United States Holocaust Memorial Museum has entrances on 14th St. S.W. and at 100 Raoul Wallenberg Pl. S.W.; there is no parking at the museum and limited parking in the area. The museum presents the history of the 6 million Jews and millions of others—including Roma and Sinti (gypsies), Soviet POWs, Poles, dissidents, homosexuals, Jehovah's Witnesses and the disabled—who suffered and died at the hands of the Nazis during their rule of Germany 1933-45.
The museum serves as a memorial to these victims and teaches the implications of the Holocaust for contemporary life. The three-floor permanent exhibition depicts the story of the Holocaust through artifacts, photographs, films and oral histories. To personalize the experience, upon entry each visitor is given an identity card bearing the name and picture of a Holocaust victim. The Hall of Remembrance, a six-sided, 60-foot-high structure illuminated by a skylight, is an area for private contemplation.
The permanent exhibit also features stories of resistance and rescue, highlighting such heroes as Raoul Wallenberg, the Swedish diplomat who risked his life to hide and save Jews. Remember the Children: Daniel's Story is designed for visitors over age 8. The Wexner Learning Center offers a number of multimedia displays focused on the genocide after the Holocaust.
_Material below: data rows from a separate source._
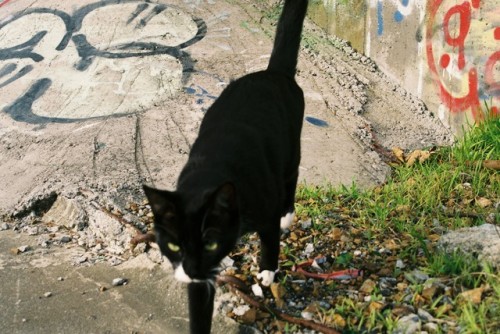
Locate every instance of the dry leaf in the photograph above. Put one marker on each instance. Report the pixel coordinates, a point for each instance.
(277, 290)
(483, 202)
(367, 287)
(419, 155)
(338, 321)
(492, 164)
(473, 296)
(375, 306)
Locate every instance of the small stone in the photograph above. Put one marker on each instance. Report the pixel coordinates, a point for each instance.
(81, 259)
(429, 292)
(306, 315)
(336, 234)
(306, 224)
(249, 316)
(387, 282)
(15, 251)
(424, 315)
(417, 276)
(408, 324)
(119, 281)
(240, 310)
(474, 296)
(227, 262)
(278, 291)
(430, 327)
(309, 249)
(367, 286)
(402, 310)
(257, 290)
(483, 202)
(65, 239)
(375, 306)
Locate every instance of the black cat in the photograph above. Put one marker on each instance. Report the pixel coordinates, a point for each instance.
(240, 176)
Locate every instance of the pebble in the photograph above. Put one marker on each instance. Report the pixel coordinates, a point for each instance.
(306, 224)
(81, 259)
(119, 281)
(424, 315)
(257, 290)
(65, 239)
(306, 315)
(23, 248)
(430, 327)
(387, 282)
(309, 249)
(408, 324)
(417, 276)
(227, 262)
(240, 310)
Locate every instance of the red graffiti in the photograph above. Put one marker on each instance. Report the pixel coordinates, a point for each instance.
(463, 11)
(455, 23)
(489, 78)
(4, 2)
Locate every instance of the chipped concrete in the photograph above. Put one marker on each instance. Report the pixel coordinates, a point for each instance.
(98, 97)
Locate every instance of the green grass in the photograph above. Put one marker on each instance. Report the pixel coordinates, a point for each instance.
(416, 203)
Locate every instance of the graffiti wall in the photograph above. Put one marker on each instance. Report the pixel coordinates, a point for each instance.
(64, 65)
(446, 52)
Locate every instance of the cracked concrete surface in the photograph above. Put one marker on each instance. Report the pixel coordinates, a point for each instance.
(85, 108)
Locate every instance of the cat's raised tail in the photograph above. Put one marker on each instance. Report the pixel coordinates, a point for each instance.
(288, 35)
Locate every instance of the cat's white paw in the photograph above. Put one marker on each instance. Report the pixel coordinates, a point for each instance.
(266, 277)
(287, 220)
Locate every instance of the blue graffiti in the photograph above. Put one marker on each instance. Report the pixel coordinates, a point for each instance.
(316, 121)
(398, 16)
(380, 18)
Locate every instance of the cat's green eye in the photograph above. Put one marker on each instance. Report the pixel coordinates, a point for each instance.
(173, 247)
(211, 246)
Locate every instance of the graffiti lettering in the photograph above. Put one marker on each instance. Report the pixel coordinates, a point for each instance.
(403, 9)
(456, 74)
(132, 61)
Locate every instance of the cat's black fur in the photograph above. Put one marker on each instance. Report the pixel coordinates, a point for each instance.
(241, 173)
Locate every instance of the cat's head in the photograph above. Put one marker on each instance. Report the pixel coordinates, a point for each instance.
(195, 231)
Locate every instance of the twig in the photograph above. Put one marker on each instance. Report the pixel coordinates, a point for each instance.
(337, 275)
(235, 284)
(138, 238)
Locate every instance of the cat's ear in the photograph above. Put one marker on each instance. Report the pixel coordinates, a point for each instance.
(161, 201)
(225, 198)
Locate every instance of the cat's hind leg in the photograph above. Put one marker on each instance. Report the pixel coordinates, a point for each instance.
(289, 207)
(270, 248)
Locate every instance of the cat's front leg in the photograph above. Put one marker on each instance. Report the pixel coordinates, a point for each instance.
(201, 306)
(270, 249)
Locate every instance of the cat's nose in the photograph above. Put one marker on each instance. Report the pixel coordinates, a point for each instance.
(192, 270)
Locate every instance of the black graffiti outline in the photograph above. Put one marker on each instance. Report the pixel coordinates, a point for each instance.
(21, 108)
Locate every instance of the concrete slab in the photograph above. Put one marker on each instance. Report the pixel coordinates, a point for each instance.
(97, 97)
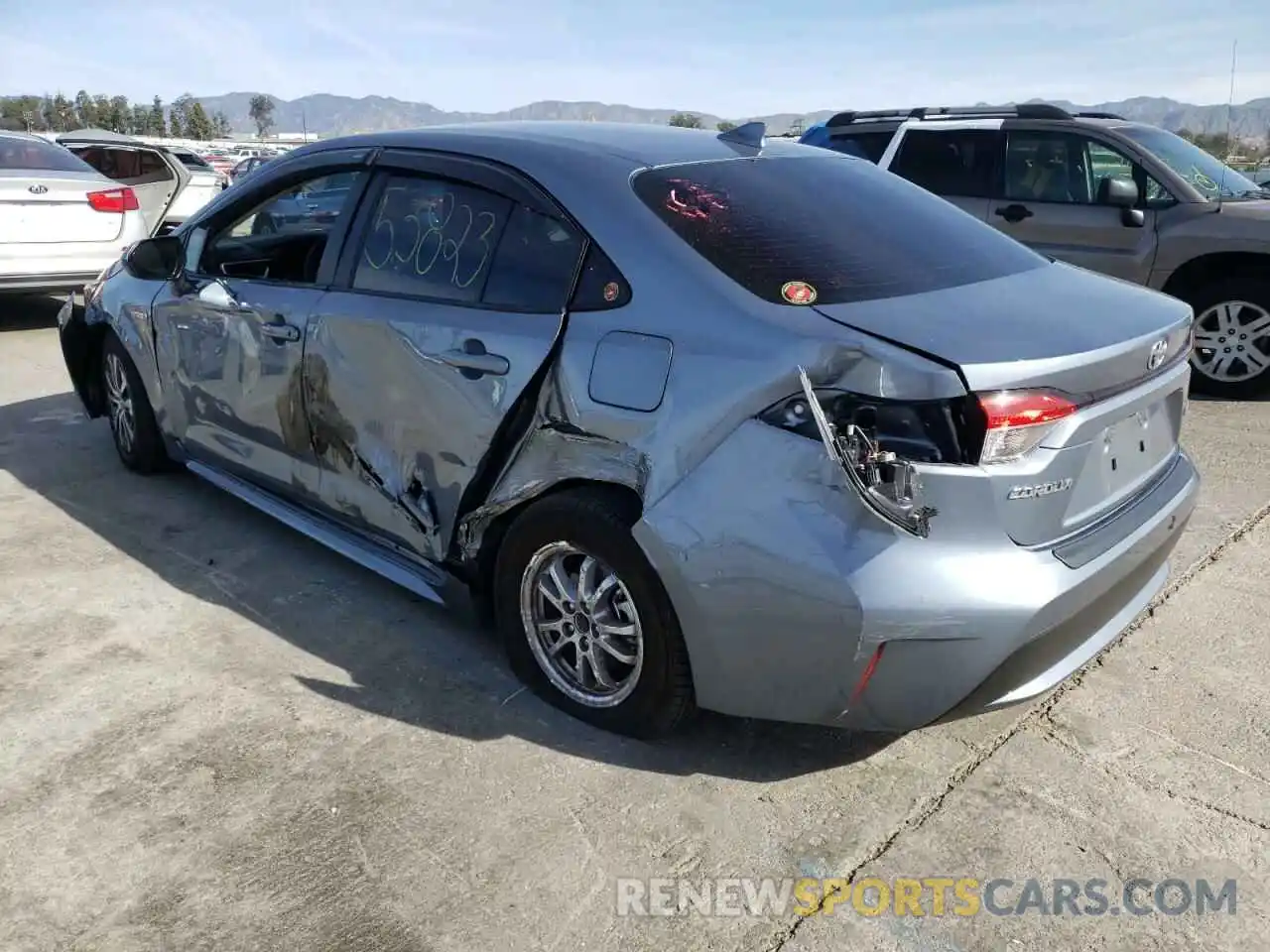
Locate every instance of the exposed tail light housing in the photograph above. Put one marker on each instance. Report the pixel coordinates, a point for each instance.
(1017, 420)
(113, 200)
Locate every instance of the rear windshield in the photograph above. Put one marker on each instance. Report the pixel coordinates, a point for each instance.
(37, 155)
(848, 230)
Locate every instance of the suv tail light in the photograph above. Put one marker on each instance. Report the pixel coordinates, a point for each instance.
(114, 200)
(1017, 420)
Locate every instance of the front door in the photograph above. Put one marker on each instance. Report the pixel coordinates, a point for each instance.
(231, 338)
(454, 287)
(1049, 203)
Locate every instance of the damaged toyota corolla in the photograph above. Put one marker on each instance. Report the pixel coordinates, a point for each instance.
(706, 420)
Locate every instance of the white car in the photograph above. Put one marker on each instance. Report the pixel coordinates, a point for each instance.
(62, 222)
(158, 177)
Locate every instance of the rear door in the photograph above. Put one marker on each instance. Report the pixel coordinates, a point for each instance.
(1049, 202)
(960, 166)
(157, 177)
(449, 298)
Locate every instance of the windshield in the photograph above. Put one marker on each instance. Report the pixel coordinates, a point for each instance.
(1201, 169)
(39, 155)
(829, 229)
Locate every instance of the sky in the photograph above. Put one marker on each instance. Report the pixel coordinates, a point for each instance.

Note: Free timed passes, required for admission to the permanent exhibition March through August, are available at the information desk. Advance tickets are available online (www.ushmm.org); standard service charges apply. Passes (limited to 20 per person) are timed at 15-minute intervals between 10 and 4 and are available on a first-come, first-served basis. The permanent exhibition is recommended for visitors over age 11.